Ruído contínuo no Largo de Mompilher e na Rua da Conceição (Porto)
Entre o som das intervenções em prédios durante o dia e o ambiente noturno associado aos bares, quem vive na Rua da Conceição e no Largo de Mompilher, no centro do Porto, afirma não conseguir repousar. Os residentes relatam que o descanso tem sido comprometido, e apontam a autarquia como ausente na resposta ao problema.
O ruído provocado pelas empreitadas de reabilitação é descrito como "ensurdecedor" e, segundo os moradores, pesa especialmente sobre os residentes mais idosos - como a mãe de Ana Correia. "Tem 80 anos, está aqui todo o dia e toda a noite e não descansa; não consegue dormir nem de dia nem de noite", desabafou a moradora ao JN.
"É terrorífico viver cá"
No Largo de Mompilher, dizem, o som da cidade não dá tréguas e prolonga-se por muitas horas. Ana Correia detalha uma sucessão de fontes de barulho ao longo do dia e da noite: "De dia são obras, as cargas e descargas dos bares e os lixeiros, que também fazem recolhas nesse período. Durante a noite somos incomodados pelos frequentadores dos bares. Depois de fecharem os espaços de animação, por volta das 2.30 horas, temos o barulho das motas. E lá para as 3.30, 4 horas, temos três camiões do lixo diferentes que vêm fazer a recolha. Portanto. isto é assim: quanto conseguimos adormecer, depois das 4 da manhã, temos logo às 8 e tal o barulho das obras. Esta é a nossa vida...", pormenorizou.
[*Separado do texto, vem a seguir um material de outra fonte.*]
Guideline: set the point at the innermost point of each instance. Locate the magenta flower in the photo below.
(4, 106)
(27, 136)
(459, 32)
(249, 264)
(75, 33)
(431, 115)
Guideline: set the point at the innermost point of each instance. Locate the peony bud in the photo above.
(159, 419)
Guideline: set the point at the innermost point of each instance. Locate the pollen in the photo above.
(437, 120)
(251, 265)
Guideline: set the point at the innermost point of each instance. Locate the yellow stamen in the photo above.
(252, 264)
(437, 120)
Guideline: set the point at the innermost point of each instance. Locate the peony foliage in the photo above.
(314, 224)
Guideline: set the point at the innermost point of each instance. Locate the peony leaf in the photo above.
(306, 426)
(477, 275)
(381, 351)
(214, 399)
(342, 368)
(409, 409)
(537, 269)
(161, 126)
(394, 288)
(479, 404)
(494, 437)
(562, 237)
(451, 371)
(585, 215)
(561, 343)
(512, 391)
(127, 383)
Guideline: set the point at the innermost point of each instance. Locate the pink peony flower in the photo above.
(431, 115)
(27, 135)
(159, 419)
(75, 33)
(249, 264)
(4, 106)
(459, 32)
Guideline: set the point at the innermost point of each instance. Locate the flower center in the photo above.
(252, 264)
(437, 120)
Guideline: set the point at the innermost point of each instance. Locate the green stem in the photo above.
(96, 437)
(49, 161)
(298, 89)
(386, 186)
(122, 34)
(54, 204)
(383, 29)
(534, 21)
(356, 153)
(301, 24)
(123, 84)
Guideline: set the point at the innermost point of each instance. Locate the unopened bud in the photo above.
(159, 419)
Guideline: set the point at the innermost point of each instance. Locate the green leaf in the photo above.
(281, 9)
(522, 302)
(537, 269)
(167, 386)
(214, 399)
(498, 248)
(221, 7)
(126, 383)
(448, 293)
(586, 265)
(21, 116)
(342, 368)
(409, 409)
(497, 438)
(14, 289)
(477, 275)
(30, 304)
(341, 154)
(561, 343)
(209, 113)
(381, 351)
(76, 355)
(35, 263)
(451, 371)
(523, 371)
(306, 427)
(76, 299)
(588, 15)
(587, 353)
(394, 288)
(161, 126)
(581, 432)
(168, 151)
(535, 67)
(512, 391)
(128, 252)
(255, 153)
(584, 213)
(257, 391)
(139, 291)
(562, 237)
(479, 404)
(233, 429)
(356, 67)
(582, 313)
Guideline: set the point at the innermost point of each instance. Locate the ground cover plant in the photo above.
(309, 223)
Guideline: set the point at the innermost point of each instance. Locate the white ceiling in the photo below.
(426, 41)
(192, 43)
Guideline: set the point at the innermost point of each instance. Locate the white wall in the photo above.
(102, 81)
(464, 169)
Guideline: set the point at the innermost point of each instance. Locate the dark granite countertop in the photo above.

Na vizinha Rua da Conceição, uma moradora que pediu para não ser identificada - por receio de represálias - afirma que a rua deixou de ser sossegada e passou a funcionar como um polo de vida noturna. Para si, a presença dos bares "é uma lástima". "É ensurdecedor, é terrível, para além da confusão que gera entre as pessoas, que às vezes andam aí em pancadaria, param aí no meio da rua durante a noite, às 3, 4 da manhã da manhã a rir, a ouvir música alta... é terrorífico viver cá", contou.
Outra residente reforça que o ruído não se resume aos estabelecimentos:
"Ali na rua é complicado, não se consegue dormir toda a noite, porque o barulho não é só dos bares, é das pessoas que passam na rua, aos berros, aos gritos... Estamos em casa e uma pessoa não consegue dormir, parece que o barulho está dentro do quarto. E quando calha adormecermos um bocado, acorda-se logo com aquele barulho", afirmou.
Mais impacto nas pessoas idosas
De acordo com os relatos, as obras são a principal fonte de incómodo para quem é mais velho; já o ruído noturno dos bares, dizem, acabou por se tornar mais “normalizado” com o tempo. Uma das pessoas ouvidas pelo JN chegou mesmo a referir que o facto de já não ouvir a algazarra pode ser uma "bênção da idade".
A maioria dos moradores com quem o JN falou preferiu manter o anonimato, também por medo de represálias. Ainda assim, todos indicaram que recorrem a medicação para conseguirem descansar.
Queixas à Polícia e à Câmara sem o resultado esperado
Face ao que descrevem como um cenário persistente, foram apresentadas várias queixas tanto à Polícia como à Câmara, mas os moradores dizem não ter obtido os efeitos pretendidos. A autarquia dispõe de um regulamento para a movida, com diferentes limitações - incluindo restrições à venda de álcool para a rua - e, há dias, lançou uma campanha destinada a promover uma convivência sã na zona de animação noturna no centro da cidade.